I doubt he'll make it to the NBA, something will go wrong with him first probably and he probably wont develop much skill, he'll just be there because of his body mass if he makes it


----------



## jsm27

He will not play in the NBA.

Right now there is a lot of talk. The fact is that he has no skill as a basketball player, is probably highly uncoordinated, and has serious health issues. I said in another thread that we would never see him play in the League. I stand by that. I doubt he will even be drafted (he can declare this year or automatically be eligible next year, I believe).
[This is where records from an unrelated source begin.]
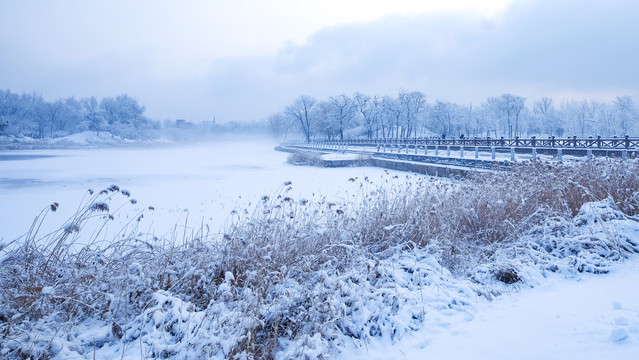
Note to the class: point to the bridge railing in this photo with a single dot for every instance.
(550, 142)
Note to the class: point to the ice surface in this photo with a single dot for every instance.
(194, 185)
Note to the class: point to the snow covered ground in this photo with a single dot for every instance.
(582, 317)
(555, 314)
(206, 181)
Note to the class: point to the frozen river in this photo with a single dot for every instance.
(206, 181)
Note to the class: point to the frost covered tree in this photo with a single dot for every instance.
(369, 110)
(124, 116)
(506, 112)
(626, 114)
(301, 111)
(412, 104)
(279, 126)
(341, 112)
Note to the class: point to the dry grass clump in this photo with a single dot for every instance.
(312, 158)
(259, 281)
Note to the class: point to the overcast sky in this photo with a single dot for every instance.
(245, 59)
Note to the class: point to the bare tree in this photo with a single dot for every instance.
(626, 113)
(412, 104)
(300, 111)
(341, 113)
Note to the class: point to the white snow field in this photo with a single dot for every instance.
(404, 305)
(206, 181)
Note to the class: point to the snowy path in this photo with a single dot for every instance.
(596, 317)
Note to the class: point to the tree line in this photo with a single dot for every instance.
(29, 114)
(409, 115)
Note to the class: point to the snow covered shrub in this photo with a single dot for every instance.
(298, 278)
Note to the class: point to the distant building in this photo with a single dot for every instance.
(182, 124)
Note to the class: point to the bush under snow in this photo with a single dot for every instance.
(300, 279)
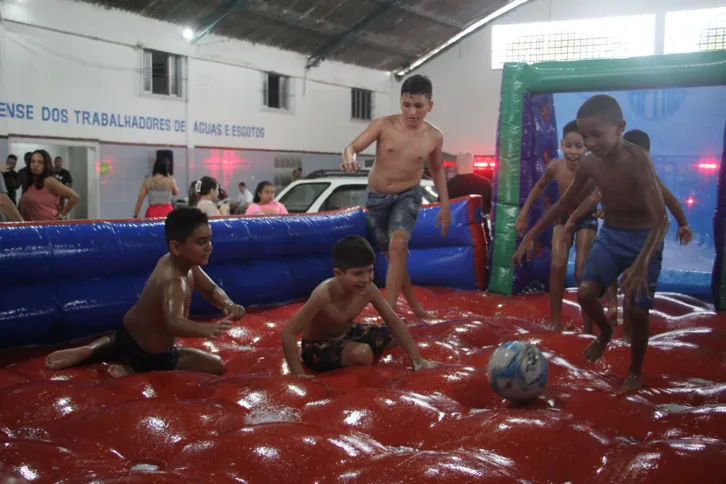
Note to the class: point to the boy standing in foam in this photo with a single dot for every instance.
(330, 338)
(684, 233)
(145, 341)
(563, 171)
(631, 240)
(404, 142)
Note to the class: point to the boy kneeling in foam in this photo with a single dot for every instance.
(330, 338)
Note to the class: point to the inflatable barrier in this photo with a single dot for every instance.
(64, 281)
(718, 285)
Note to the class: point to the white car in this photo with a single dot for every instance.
(325, 190)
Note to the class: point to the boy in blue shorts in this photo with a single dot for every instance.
(631, 240)
(404, 142)
(684, 234)
(563, 172)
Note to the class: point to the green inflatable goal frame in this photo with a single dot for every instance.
(518, 79)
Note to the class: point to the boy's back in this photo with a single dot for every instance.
(335, 310)
(146, 319)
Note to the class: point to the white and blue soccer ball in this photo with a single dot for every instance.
(517, 371)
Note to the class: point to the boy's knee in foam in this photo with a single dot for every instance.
(588, 291)
(362, 355)
(398, 243)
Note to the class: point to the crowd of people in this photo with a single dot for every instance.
(40, 191)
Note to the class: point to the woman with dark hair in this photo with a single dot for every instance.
(42, 192)
(264, 202)
(160, 188)
(203, 194)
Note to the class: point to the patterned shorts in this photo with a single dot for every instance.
(325, 355)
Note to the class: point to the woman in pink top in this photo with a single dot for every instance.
(263, 203)
(42, 192)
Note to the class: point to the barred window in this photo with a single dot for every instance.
(695, 31)
(602, 38)
(162, 73)
(361, 104)
(276, 91)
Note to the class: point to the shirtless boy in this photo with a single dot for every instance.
(563, 171)
(684, 234)
(145, 341)
(404, 142)
(631, 240)
(330, 339)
This is the kind of case where I doubt any team will even take a flier on him.


----------



## Bball_Doctor

Forget the NBA let's just hope this kid doesn't die anytime soon...seriously.


----------



## Basel

So this was the thread Grantland linked to?


----------



## RollWithEm

Basel said:


> So this was the thread Grantland linked to?


Yep. Crazy, huh?


----------



## R-Star

Pretty random for them to link this thread. I'd have to assume they just google searched Kosens name when writing an article on him.


----------



## l0st1

They linked this thread?

EDIT: Just found it haha



> Threads on BasketballForum.com seemed more concerned with how soon he would die than how his height would bother Shaq in the post.


----------



## Dornado

Sultan Kosen lives, for those of you scoring at home.


----------



## ChrisWoj

BOO! They linked it as BasketballForum.com - BULLSHIT! Had they done proper research they'd have known that this was posted on Basketballboards.net one of western civilization's great message boards.


----------



## JNice

That dude is gonna be good someday.


----------



## Ron

R-Star said:


> Pretty random for them to link this thread. I'd have to assume they just google searched Kosens name when writing an article on him.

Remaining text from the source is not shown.